Crowd favorite, and now Newport regular Courtney Barnett mesmerized with her honest energetic spoken-sung lyrics floating to her infectious catchy beat. She clearly seemed to enjoy herself, as did the audience, especially when she rocked out.
The often raucous and dance-inducing Felice Brothers are always a joy to behold.
Put this in the Shouldn't Miss category: Golden voiced and multi-instrumentalist Rhiannon Giddens, who fronted the Silk Road Ensemble, an ensemble of world-class musicians playing traditional ethnic instruments from throughout the world. Giddens was clearly tickled by the collaboration of peoples, instruments and music, exclaiming "If you find a common language (music), you'll never meet a stranger." To the delight of the tabla percussionist (and the overflowing crowd), she even sang a song in his native Bengal.
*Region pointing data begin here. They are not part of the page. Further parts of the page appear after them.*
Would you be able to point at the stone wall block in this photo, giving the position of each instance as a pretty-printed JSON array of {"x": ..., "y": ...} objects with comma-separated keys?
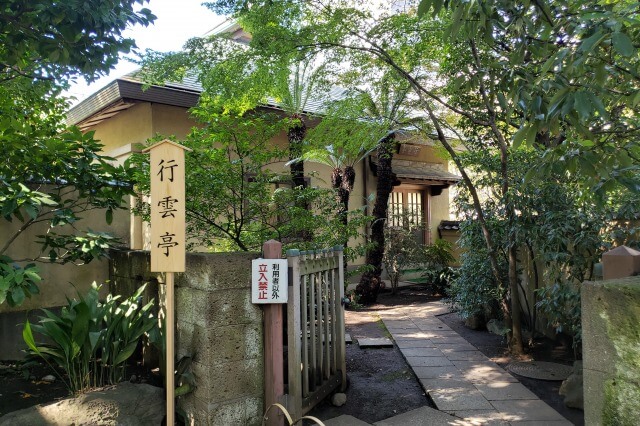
[
  {"x": 217, "y": 325},
  {"x": 239, "y": 412},
  {"x": 229, "y": 381},
  {"x": 216, "y": 308},
  {"x": 219, "y": 345},
  {"x": 220, "y": 272},
  {"x": 611, "y": 349}
]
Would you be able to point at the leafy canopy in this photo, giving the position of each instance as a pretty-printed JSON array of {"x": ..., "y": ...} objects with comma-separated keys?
[{"x": 51, "y": 174}]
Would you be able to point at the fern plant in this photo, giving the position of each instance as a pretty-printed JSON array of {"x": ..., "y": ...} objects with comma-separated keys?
[{"x": 91, "y": 340}]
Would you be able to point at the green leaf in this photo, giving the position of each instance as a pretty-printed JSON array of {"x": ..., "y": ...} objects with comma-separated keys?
[
  {"x": 16, "y": 296},
  {"x": 27, "y": 336},
  {"x": 589, "y": 43},
  {"x": 582, "y": 105},
  {"x": 623, "y": 44}
]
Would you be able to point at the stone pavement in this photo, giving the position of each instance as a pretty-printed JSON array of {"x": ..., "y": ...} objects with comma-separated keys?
[
  {"x": 467, "y": 387},
  {"x": 460, "y": 379}
]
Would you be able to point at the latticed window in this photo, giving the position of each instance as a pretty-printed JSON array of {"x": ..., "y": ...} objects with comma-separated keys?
[{"x": 407, "y": 209}]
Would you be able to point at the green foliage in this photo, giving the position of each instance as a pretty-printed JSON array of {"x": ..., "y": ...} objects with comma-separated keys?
[
  {"x": 45, "y": 39},
  {"x": 51, "y": 174},
  {"x": 560, "y": 304},
  {"x": 17, "y": 282},
  {"x": 236, "y": 199},
  {"x": 51, "y": 178},
  {"x": 475, "y": 291},
  {"x": 91, "y": 340}
]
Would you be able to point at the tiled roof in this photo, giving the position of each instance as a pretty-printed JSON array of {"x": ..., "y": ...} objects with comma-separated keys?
[
  {"x": 415, "y": 170},
  {"x": 172, "y": 93}
]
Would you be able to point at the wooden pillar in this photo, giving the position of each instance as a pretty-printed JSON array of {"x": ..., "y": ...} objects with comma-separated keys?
[
  {"x": 170, "y": 345},
  {"x": 273, "y": 347}
]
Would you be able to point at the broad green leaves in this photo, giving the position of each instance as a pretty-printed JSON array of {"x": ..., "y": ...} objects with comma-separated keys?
[
  {"x": 66, "y": 39},
  {"x": 91, "y": 340}
]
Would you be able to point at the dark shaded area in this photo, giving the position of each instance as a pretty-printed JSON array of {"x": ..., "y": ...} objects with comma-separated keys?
[
  {"x": 22, "y": 388},
  {"x": 381, "y": 384},
  {"x": 543, "y": 349}
]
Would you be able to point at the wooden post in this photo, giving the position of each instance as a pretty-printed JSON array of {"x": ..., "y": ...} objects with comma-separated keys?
[
  {"x": 167, "y": 164},
  {"x": 273, "y": 347},
  {"x": 170, "y": 345}
]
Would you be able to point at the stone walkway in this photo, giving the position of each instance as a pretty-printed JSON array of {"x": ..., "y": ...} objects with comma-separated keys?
[
  {"x": 466, "y": 386},
  {"x": 459, "y": 378}
]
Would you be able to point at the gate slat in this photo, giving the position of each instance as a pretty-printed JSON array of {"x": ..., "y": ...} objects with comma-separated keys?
[
  {"x": 312, "y": 333},
  {"x": 327, "y": 335}
]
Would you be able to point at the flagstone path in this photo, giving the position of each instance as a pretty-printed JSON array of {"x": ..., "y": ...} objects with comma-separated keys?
[{"x": 466, "y": 386}]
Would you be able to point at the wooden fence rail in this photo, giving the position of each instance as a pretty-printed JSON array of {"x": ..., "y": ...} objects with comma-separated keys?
[{"x": 315, "y": 328}]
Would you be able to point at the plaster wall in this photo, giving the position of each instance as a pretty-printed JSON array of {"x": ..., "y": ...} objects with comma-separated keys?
[{"x": 132, "y": 126}]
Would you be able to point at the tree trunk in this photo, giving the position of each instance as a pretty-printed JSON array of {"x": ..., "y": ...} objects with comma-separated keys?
[
  {"x": 369, "y": 284},
  {"x": 296, "y": 135},
  {"x": 342, "y": 180}
]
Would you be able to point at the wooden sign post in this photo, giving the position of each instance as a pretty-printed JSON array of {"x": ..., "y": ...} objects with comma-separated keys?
[
  {"x": 270, "y": 285},
  {"x": 168, "y": 239}
]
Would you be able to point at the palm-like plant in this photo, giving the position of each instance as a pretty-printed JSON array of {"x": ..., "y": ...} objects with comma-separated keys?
[
  {"x": 387, "y": 104},
  {"x": 341, "y": 158},
  {"x": 293, "y": 90}
]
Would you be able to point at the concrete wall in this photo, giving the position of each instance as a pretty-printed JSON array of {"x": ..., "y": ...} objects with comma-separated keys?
[
  {"x": 611, "y": 351},
  {"x": 217, "y": 326}
]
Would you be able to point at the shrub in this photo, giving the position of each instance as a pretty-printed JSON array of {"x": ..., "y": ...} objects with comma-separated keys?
[
  {"x": 91, "y": 340},
  {"x": 560, "y": 305},
  {"x": 436, "y": 259},
  {"x": 475, "y": 290}
]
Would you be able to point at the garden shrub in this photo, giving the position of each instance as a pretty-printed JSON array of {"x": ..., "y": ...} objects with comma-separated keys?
[
  {"x": 91, "y": 340},
  {"x": 474, "y": 291},
  {"x": 436, "y": 259}
]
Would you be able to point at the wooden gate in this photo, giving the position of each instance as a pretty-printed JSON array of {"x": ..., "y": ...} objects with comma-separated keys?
[{"x": 315, "y": 328}]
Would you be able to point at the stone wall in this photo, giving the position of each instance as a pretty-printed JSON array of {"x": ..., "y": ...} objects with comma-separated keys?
[
  {"x": 216, "y": 325},
  {"x": 611, "y": 351}
]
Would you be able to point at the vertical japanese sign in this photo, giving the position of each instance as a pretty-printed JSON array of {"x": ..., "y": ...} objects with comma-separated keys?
[
  {"x": 167, "y": 207},
  {"x": 269, "y": 281},
  {"x": 168, "y": 239}
]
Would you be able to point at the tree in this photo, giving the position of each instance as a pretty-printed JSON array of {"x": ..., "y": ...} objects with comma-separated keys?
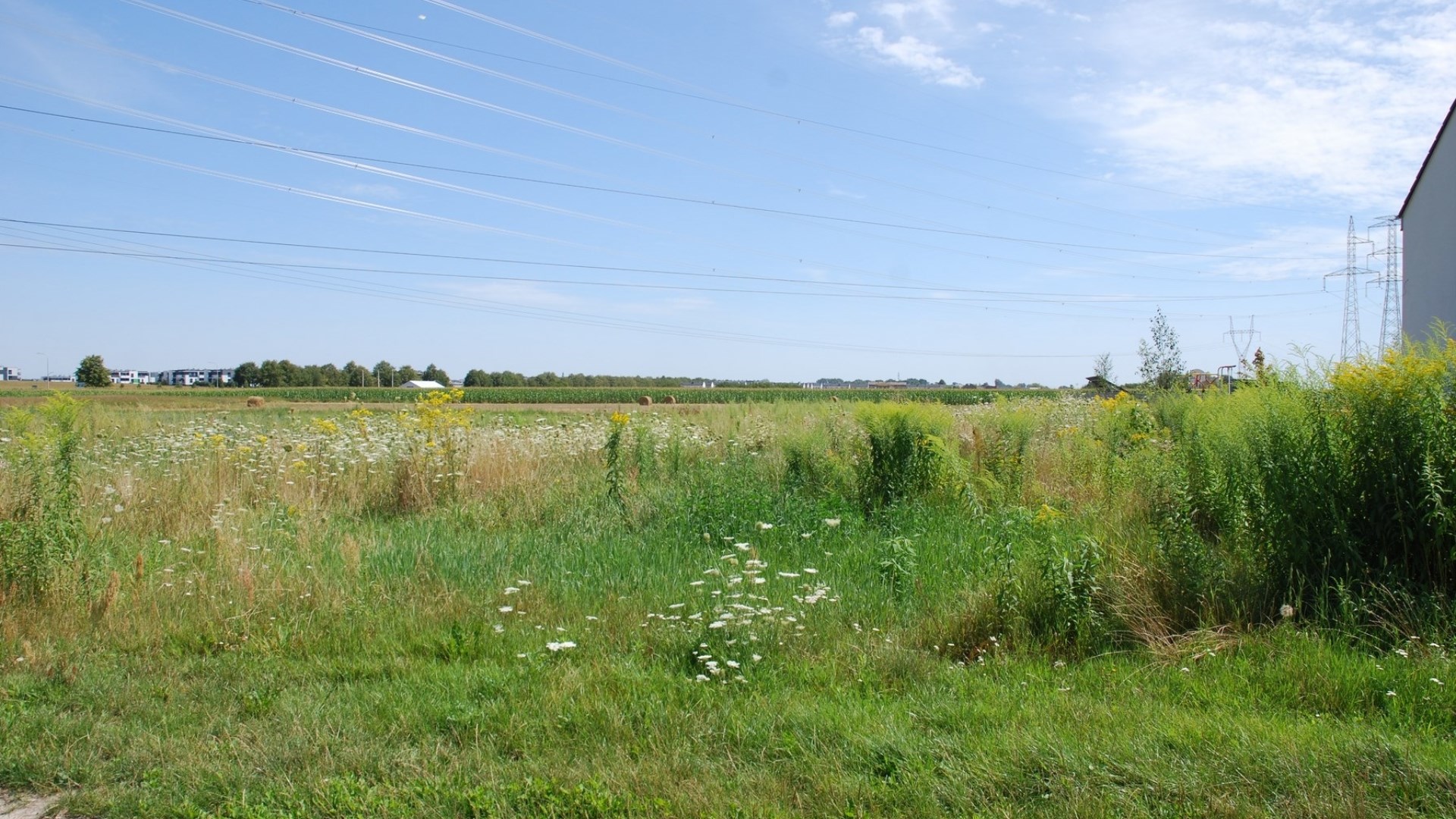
[
  {"x": 280, "y": 373},
  {"x": 1261, "y": 369},
  {"x": 356, "y": 375},
  {"x": 1163, "y": 360},
  {"x": 384, "y": 375},
  {"x": 436, "y": 375},
  {"x": 92, "y": 372}
]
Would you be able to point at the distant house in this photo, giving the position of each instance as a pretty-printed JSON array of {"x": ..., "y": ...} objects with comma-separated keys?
[
  {"x": 1429, "y": 238},
  {"x": 131, "y": 376},
  {"x": 191, "y": 378}
]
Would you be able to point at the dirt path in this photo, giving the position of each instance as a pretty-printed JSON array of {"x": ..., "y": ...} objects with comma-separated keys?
[{"x": 17, "y": 806}]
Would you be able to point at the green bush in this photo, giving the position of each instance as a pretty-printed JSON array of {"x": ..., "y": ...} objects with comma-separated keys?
[
  {"x": 908, "y": 453},
  {"x": 42, "y": 525}
]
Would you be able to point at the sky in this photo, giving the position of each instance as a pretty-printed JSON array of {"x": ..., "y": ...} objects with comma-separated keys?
[{"x": 788, "y": 190}]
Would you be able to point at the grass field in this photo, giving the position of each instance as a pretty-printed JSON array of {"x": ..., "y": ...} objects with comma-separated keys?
[
  {"x": 201, "y": 395},
  {"x": 1052, "y": 607}
]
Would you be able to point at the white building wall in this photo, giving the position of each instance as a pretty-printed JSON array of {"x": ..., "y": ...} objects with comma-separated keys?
[{"x": 1429, "y": 241}]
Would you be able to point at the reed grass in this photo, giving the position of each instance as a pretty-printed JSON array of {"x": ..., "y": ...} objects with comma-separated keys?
[{"x": 1057, "y": 607}]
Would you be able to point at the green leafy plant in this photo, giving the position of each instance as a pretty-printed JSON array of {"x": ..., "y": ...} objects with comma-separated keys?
[
  {"x": 908, "y": 452},
  {"x": 44, "y": 525}
]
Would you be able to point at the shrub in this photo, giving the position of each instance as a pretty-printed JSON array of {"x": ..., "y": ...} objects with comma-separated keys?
[
  {"x": 908, "y": 452},
  {"x": 44, "y": 525}
]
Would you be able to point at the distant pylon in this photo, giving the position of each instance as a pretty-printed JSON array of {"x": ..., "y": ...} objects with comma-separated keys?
[
  {"x": 1350, "y": 330},
  {"x": 1391, "y": 279},
  {"x": 1242, "y": 340}
]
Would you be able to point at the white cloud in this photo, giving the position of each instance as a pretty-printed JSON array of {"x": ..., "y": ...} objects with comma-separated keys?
[
  {"x": 919, "y": 36},
  {"x": 1274, "y": 99},
  {"x": 908, "y": 12},
  {"x": 922, "y": 57}
]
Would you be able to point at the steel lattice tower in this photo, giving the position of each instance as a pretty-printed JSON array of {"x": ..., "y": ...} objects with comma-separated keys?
[
  {"x": 1242, "y": 340},
  {"x": 1391, "y": 279},
  {"x": 1350, "y": 331}
]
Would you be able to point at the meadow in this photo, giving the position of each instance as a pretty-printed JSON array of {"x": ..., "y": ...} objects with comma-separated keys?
[
  {"x": 202, "y": 395},
  {"x": 1183, "y": 605}
]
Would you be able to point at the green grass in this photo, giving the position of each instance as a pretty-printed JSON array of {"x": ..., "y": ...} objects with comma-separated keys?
[
  {"x": 545, "y": 394},
  {"x": 249, "y": 620}
]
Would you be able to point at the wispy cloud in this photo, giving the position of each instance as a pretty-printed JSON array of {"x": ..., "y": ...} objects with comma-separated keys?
[
  {"x": 909, "y": 52},
  {"x": 916, "y": 36},
  {"x": 50, "y": 47},
  {"x": 372, "y": 191},
  {"x": 1273, "y": 99}
]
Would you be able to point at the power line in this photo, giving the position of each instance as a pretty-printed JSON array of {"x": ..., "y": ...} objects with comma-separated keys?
[
  {"x": 708, "y": 95},
  {"x": 642, "y": 194},
  {"x": 350, "y": 28},
  {"x": 568, "y": 316},
  {"x": 1011, "y": 295}
]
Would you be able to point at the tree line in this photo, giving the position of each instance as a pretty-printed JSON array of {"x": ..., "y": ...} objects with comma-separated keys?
[{"x": 287, "y": 373}]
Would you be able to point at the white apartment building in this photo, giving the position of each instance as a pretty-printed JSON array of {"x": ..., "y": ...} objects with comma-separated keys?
[
  {"x": 131, "y": 376},
  {"x": 193, "y": 378}
]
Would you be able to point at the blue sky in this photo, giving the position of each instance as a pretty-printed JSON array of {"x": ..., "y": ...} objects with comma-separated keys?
[{"x": 786, "y": 190}]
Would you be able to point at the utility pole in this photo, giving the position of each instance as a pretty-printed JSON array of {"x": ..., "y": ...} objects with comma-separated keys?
[
  {"x": 1242, "y": 340},
  {"x": 1350, "y": 349},
  {"x": 1391, "y": 279}
]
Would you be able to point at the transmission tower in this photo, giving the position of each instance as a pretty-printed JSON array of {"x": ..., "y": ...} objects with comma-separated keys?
[
  {"x": 1242, "y": 340},
  {"x": 1350, "y": 330},
  {"x": 1391, "y": 280}
]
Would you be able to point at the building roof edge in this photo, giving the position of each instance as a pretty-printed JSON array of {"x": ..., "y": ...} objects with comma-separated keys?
[{"x": 1427, "y": 161}]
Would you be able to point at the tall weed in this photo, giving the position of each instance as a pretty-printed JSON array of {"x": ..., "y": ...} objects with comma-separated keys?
[
  {"x": 42, "y": 523},
  {"x": 908, "y": 452}
]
It is difficult not to be overwhelmed by the sheer influence of the headliner, The National. The scope of their vast discography and personal musical guidance to other performers by members Matt Berninger and the Dessner twins, Aaron and Bryce, is well-known, and was well evident on stage. Closing out the day, they broadly selected songs from their collection - from as new as "Space Invader (Threaded Gold)" and as well-known and loved as "Mr. November" and much in-between.
Guests joining them included Jenkins ("I Need My Girl"), Anais Mitchell ("Rylan"), Hannah Georgas ("I Am Easy to Find") and Adia Victoria ("Fake Empire"), with all returning to the stage on "Vanderlyle Crybaby Geeks." Judging from the myriad of fans singing along with the band, this was a perfect way to end a very successful day.